En ese momento, sus lágrimas se convirtieron en un profundo llanto.

-También nosotros te extrañamos –susurraron con voz triste.

-Por favor, los he buscado por miles de días, o acaso, ¿ya son años? No es justo.

-La vida no lo es. Lo sabes.

-Saber eso no me sirve de nada en este momento. Entre la muerte y la vida sin
ustedes, prefiero la muerte. En esa por lo menos podré dormir.

-¿Por qué estás tan seguro?

-No lo estoy. De lo que sí estoy seguro es que la muerte debe ser más piadosa que ustedes.

-Puede ser. También puede que no.

-Ya lo averiguaré. Y cuando sea yo el que me vaya, son ustedes los que me van a extrañar. Y seré yo quien los verá llorar. Ya me lo imagino. La muerte y yo burlándonos de ustedes antes de ir a tomar la siesta.

Se paró de la cama lentamente, mientras secaba las lágrimas de su rostro. Caminó dos pasos hasta la silla que estaba frente a su escritorio y se paró sobre ella. Del techo colgaba una soga. Estaba ahí hacía días, ¿o tal vez años?, ya no lo recordaba. Se la puso alrededor del cuello y saltó sin dudar. Su cuerpo se balanceó como un péndulo y al notar que incluso muerto no podía cerrar los ojos, ellos se acercaron y se los cerraron.

-Estuvimos aquí todo el tiempo. Eras tú el que no nos dejaba salir -murmuraron en su oído, antes de salir por la ventana.

martes, 2 de noviembre de 2010

VIEJA HIJUEPUTA

(Quinto ejercicio de taller de escritura: contar un robo desde el punto de vista del ladrón)

Vean a esa vieja hijueputa repartiéndole pan a las palomas y uno acá cagado del hambre.
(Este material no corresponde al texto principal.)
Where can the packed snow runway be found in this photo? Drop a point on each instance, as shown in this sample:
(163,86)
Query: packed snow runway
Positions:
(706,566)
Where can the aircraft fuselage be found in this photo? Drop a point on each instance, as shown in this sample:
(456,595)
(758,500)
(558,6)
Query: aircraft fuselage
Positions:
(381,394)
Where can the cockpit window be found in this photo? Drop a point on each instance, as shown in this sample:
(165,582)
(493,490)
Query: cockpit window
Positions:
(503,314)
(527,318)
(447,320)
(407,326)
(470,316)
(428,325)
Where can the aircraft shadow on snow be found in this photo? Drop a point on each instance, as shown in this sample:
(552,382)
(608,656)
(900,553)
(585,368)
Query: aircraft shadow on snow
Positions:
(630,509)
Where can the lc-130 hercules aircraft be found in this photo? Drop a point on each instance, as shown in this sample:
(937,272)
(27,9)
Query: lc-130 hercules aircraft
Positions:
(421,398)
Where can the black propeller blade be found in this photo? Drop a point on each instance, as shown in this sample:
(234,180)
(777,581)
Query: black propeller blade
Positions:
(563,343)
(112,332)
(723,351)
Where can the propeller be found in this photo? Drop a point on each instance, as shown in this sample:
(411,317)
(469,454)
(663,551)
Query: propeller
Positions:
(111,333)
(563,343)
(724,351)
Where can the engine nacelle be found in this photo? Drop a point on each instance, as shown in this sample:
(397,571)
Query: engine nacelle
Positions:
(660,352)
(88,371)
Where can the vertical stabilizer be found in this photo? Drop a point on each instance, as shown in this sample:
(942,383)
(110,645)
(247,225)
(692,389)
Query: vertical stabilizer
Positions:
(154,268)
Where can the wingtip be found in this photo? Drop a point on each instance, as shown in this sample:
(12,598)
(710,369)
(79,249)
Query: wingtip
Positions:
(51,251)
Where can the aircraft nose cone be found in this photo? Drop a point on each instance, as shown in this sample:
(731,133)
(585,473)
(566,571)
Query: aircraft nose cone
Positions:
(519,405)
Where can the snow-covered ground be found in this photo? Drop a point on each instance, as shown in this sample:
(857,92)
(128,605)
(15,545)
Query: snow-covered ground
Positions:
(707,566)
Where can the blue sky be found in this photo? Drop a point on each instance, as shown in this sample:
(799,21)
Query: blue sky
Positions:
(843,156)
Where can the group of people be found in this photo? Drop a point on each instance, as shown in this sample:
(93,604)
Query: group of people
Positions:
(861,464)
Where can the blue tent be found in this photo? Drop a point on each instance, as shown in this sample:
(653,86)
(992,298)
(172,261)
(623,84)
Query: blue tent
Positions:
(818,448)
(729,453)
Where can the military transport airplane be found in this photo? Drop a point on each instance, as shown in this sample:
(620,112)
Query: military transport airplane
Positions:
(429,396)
Fijo voy y le pido y no me da ni una borona. Parce, qué hambre tan hijueputa y yo sin un peso ni pa’ una papeleta. ¡Ja! Esa paloma casi se le caga encima a ese man. Ututuy, ese chino de allá tiene ganas de que le quite ese aipol tan bonito. Apenas vaya a cruzar la calle me le mando. Señor, señor, una monedita que tengo hambre. Ah, pirobo hijueputa. ¿Será que mejor me le robo el celular a esa viejita que está haciendo abdominales? Está ahí pagando encima de esa banca. Uy no, la pobre abuelita. Hasta se parece a la cucha. Bueno aquí fue. Mejor le saco el chuzo a esta gonorrea, que tiene cara de alzado. !Bájese de la billetera mono, pero ya! El aipol también, ¿qué creyó? Fresco chino, no llore, que si me da todo yo no le hago nada. Vea, tenga sus papeles pa’ que no diga que no lo ayudo. ¿Usted qué pirobo, qué mira? Eso, siga caminando mejor. Ojalá el Peluza esté todavía por la Plaza a ver si me vende una papeleta. Vean a esa vieja hijueputa dándole pan a ese perro. Piroba.
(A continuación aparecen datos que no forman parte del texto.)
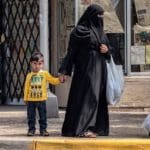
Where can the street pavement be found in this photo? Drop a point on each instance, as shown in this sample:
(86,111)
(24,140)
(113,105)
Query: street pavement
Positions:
(13,126)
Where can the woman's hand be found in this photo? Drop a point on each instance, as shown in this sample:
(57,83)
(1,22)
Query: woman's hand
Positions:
(103,48)
(62,78)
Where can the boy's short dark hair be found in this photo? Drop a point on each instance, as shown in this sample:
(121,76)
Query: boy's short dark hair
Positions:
(36,56)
DESDE LA CANDELARIA HASTA UNICENTRO

(Quinto ejercicio de taller de escritura: contar el mismo robo desde el punto de vista de una paloma)
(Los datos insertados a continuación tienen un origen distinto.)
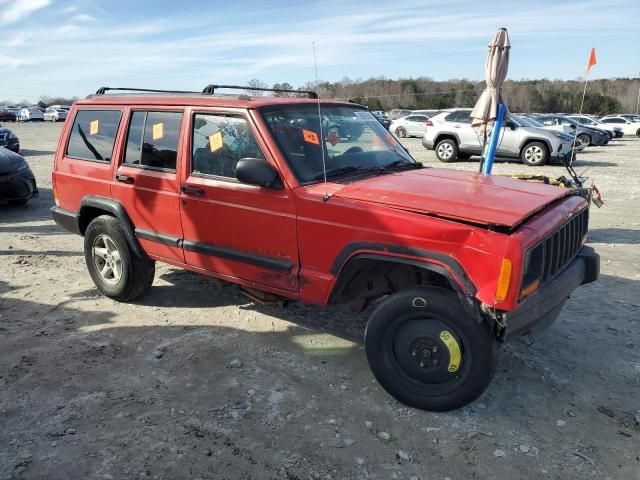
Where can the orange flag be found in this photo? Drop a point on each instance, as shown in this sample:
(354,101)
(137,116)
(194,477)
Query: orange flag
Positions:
(592,61)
Estoy mamada. Claro, es que ya llevo volando desde Lourdes. Me acuerdo cuando era joven y podía irme desde la Candelaria hasta Unicentro sin parar. También tengo ganas como de cagar. Listo. Agh, no le di al man. Le hubiera a apuntado a esos viejitos que están haciendo abdominales allá. No mentiras, qué pecadito, todos viejitos. Uff, allá veo a una señora echándole arroz a otras amigas. No tengo tanta hambre pero qué importa, voy a bajar allá a ver si descanso y como un poquito. Hmm, ese man de allá se ve como sospechoso. Tiene pura cara de querer atracar a ese chino que va escuchando música en el iPod. Hola, hola chicas. ¿Cómo está la comidita? ¡Uy! ¿Esta señora está dando pancito también? Está bueno. ¡Ay! ¡Vean! ¡Vean a ese choro atracando a ese chino! Yo lo canté desde arriba. Es que yo ya me los conozco. En la Plaza de Bolívar he visto más atracos que granos de maíz, con eso les digo todo. Eso allá es caliente. ¡Ay bendito! Ese chuzo está bien oxidado. Ojalá el chino no sea bobo y le entregue todo. Esos bazuqueros son de temer. Y vea ese otro tipo pasándole ahí al lado y no hace nada. Ush, la gente sí es que es el colmo. Claro que a mí tampoco me darían ganas de ayudarle a ese chino todo emo. Ay no, qué pecadito, se puso a llorar. ¡Pilas, pilas chicas que allá viene un perro y se nota que tiene hambre! Yo mejor me abro de acá que todavía estoy lejos de Unicentro.